Kurseong: Scores of people braved inclement weather in the hill town of Kurseong to protest against the gangrape of a teenage girl in faraway Hathras, Uttar Pradesh

The protesters came from all walks of life and they held a candle light protest march October 2, the 151st birth anniversary of Mahatma Gandhi, to mourn the death of the 19-year-old Dalit girl who was gang raped by four upper caste men.

She died September 29 in a New Delhi hospital two weeks after the gruesome incident. Her assailants also broke her spine and punctured her tongue.

In Kurseong, men, women and children, holding candles and banners, walked through the roads of town, situated some 4,000 feet above sea level, to challenge the politicization and communalization of the sexual slavery.

“It was a genuine demonstration of solidarity looking for prompt and befitting discipline and punishment for the culprits,” one of the girls watching the protesters from the Kurseong railway station, told Matters India.

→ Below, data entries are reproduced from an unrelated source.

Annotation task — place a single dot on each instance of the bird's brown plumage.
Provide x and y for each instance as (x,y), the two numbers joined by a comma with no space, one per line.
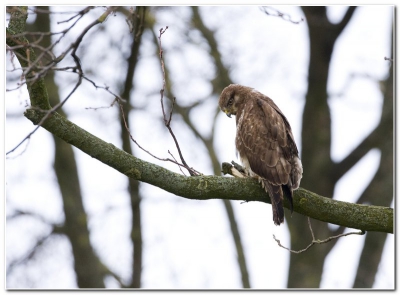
(265,144)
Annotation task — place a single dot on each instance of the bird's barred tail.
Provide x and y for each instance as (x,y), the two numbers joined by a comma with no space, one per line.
(276,194)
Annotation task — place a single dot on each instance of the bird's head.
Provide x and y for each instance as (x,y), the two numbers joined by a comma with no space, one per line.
(231,97)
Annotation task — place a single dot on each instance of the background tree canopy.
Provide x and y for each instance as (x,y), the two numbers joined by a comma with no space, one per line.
(72,221)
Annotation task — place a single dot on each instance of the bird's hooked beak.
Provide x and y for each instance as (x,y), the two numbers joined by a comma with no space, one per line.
(227,113)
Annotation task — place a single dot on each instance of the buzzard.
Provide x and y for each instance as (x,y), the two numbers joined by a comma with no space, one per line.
(265,144)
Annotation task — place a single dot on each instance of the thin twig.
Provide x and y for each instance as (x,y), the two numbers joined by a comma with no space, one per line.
(139,146)
(314,241)
(167,122)
(277,13)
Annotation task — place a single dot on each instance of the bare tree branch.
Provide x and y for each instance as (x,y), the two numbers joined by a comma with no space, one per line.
(314,241)
(277,13)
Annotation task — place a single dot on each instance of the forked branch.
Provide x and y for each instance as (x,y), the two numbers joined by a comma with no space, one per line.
(314,241)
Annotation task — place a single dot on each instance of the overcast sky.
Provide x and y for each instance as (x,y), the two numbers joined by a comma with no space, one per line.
(182,237)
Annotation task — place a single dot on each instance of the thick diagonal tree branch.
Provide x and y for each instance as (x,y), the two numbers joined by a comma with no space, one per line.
(364,217)
(367,218)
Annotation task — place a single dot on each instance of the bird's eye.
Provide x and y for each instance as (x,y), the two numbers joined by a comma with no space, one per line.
(230,101)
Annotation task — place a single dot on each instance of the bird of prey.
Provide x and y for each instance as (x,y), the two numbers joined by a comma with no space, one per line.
(265,144)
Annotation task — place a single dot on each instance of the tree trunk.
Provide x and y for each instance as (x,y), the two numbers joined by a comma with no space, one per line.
(306,269)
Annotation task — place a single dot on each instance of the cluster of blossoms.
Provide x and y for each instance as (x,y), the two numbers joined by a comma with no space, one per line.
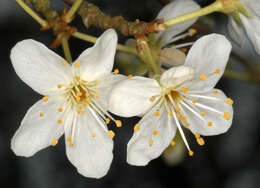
(78,97)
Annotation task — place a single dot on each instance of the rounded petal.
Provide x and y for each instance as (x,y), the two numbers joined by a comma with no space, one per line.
(210,115)
(252,27)
(236,32)
(38,66)
(92,153)
(131,96)
(208,57)
(98,59)
(172,10)
(38,130)
(176,76)
(153,137)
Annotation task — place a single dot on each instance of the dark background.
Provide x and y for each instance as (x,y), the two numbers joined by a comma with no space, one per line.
(230,160)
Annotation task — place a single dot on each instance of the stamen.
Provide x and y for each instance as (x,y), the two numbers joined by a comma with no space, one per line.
(136,127)
(229,101)
(227,115)
(150,142)
(111,134)
(77,64)
(118,123)
(116,71)
(63,63)
(155,132)
(54,142)
(45,99)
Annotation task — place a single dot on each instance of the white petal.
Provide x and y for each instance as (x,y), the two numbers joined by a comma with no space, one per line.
(36,132)
(208,54)
(92,156)
(131,96)
(252,27)
(98,59)
(176,76)
(139,150)
(236,32)
(214,110)
(38,66)
(172,10)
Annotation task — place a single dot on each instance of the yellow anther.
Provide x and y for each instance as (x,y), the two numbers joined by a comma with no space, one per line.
(69,139)
(185,90)
(54,142)
(150,142)
(152,99)
(229,101)
(45,99)
(63,63)
(227,115)
(203,77)
(201,141)
(155,132)
(197,135)
(192,32)
(177,109)
(77,64)
(107,120)
(167,91)
(111,134)
(116,71)
(118,123)
(136,127)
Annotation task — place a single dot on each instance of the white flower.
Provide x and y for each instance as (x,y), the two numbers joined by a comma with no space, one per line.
(172,10)
(249,25)
(185,96)
(74,103)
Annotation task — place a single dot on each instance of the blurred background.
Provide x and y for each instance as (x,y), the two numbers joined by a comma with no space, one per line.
(230,160)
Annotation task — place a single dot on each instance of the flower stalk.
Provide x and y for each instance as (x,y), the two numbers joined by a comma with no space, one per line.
(214,7)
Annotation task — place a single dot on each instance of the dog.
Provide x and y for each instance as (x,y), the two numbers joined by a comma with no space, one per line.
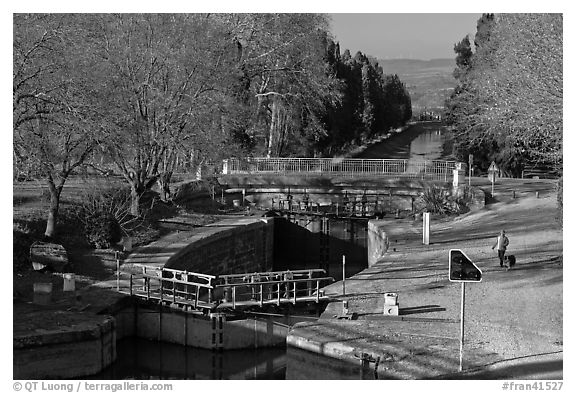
(509,261)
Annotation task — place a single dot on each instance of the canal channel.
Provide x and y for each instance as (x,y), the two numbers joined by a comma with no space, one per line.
(301,248)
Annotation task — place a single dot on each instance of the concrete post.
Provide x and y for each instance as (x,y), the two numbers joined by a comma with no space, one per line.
(426,228)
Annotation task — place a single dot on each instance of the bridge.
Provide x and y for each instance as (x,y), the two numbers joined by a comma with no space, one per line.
(209,293)
(347,167)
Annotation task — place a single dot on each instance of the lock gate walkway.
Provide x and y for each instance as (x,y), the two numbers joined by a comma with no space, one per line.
(208,293)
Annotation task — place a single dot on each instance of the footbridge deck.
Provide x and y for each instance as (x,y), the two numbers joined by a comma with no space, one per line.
(204,292)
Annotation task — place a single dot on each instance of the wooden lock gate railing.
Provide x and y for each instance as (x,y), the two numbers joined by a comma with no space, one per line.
(203,291)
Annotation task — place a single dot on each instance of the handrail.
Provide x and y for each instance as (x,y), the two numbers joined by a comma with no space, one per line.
(342,166)
(175,280)
(302,271)
(199,295)
(297,280)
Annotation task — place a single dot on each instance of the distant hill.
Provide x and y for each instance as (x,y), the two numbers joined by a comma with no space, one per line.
(429,82)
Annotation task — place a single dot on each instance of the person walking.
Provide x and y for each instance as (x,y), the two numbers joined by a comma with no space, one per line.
(501,242)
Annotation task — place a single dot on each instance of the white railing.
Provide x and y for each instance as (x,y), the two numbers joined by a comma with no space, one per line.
(437,170)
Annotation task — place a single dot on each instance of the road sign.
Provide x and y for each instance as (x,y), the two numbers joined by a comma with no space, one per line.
(461,268)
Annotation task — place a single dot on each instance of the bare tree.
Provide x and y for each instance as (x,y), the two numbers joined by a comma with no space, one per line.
(53,134)
(162,72)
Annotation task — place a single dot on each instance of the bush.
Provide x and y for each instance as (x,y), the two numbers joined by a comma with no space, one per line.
(104,214)
(437,200)
(102,229)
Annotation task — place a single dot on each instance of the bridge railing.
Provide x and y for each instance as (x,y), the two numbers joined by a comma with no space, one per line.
(432,169)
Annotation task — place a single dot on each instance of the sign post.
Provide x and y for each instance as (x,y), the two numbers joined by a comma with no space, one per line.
(492,170)
(462,269)
(470,162)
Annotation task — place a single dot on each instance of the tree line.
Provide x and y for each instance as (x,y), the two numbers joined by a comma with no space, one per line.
(507,106)
(150,94)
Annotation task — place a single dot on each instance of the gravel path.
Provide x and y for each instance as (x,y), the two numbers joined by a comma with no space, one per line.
(513,320)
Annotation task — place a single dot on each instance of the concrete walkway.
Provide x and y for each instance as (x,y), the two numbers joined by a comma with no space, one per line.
(513,320)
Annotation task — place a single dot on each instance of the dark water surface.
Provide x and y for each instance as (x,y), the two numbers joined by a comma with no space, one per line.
(144,359)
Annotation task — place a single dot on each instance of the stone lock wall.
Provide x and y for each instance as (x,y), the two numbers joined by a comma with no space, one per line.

Sneha Pradhan, one of the protesters, who demanded justice for the young woman, regrets that India is no longer safe for women. The country has become more dangerous as it protects rapists from upper caste communities. “A rapist is a rapist and if justice is not given and the accused are not hanged, the public will revolt until justice is not provided,” she told Matters India.

Surabi Gurung, another woman protester, said, “There is no action taken against the guilty and now everyone wants to shut down the voices of the protesters. This is a shame, the rapists should be hanged within a month.”